Como en toda pieza con cierta intención metafísica que se precie, se nos plantea una serie de interesantes cuestiones que van surgiendo en su desarrollo y que no tienen una única respuesta, cada cual decidirá su significado según sus propias experiencias vitales. ¿Qué significado tiene esa colección simbolizada por decenas de cajas marcadas con signatura museística? La respuesta inicial a esta pregunta habla del deseo de poseer objetos caros y únicos, del poder, de la codicia en una palabra. Pero salimos con la idea de que aquello era un símbolo de la vida misma, de experiencias vividas, que también son únicas, aunque compartidas.
¿Cómo se puede acceder a este museo único? La primera idea es que solo los millonarios tienen la llave para entrar en ese exclusivo mundo, y harán lo que sea necesario para ello. Pero una segunda lectura nos llevará a la conclusión de que serán la modestia y la generosidad las que nos permitirán vivir esa vida plena de emociones. ¿Cuánto, o mejor dicho, hasta cuándo podremos mantener todo lo conseguido en nuestra existencia? El temor a perder el patrimonio sería la inquietud central, inferida por el miedo a la muerte o al olvido y encarnada en la imagen del par de ancianos sin familia, que se preocupan por su legado, acompañados por Ignacio Jiménez, que cumple bien en su papel del mayordomo.
¿Dónde irá todo esto cuando ya no estemos? Otra vez aparece el temor a la pérdida, aliviado de momento por Susana, la otra coleccionista que ha sido elegida para la sucesión, a la que da vida Zaira Montes en una actuación sincera. En sus interacciones con los propietarios se habla mucho de las personas y el derecho a poseer, también de la profundidad de sus corazones.
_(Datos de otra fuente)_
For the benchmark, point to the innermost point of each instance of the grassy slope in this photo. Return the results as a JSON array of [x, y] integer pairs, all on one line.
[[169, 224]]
Y así llegamos a la última pregunta: ¿Quién protagoniza esta amalgama de experiencias, riquezas y vida? Sin duda, la pareja formada por Ana Marzoa y José Sacristán es una maravilla. No solo para el éxito de la producción, sino que es también un regalazo para todo el que se siente en una butaca a disfrutarlos. Ella, de personalidad fuerte y poderosa, no carece sin embargo de ricos matices, a la vez que rezuma un poso de alma maternal. Su discurso es imponente y su papel como sparring de Sacristán, bien medido, contrasta con la potencia histriónica de él, que ya en sus primeras palabras te pone el vello de punta con ese chorro de voz imponente.
José Sacristán está que se sale, no es una de esas actuaciones de siempre, sino que te sorprende con una serie de técnicas contemporáneas a las que los actores de su generación no suelen acudir. Los pequeños movimientos de sus dedos, pies o cabeza, coreografiados con sus palabras cortadas, silencios y rugidos de su voz, marcan la diferencia, convirtiendo su actuación en ARTE (con mayúsculas).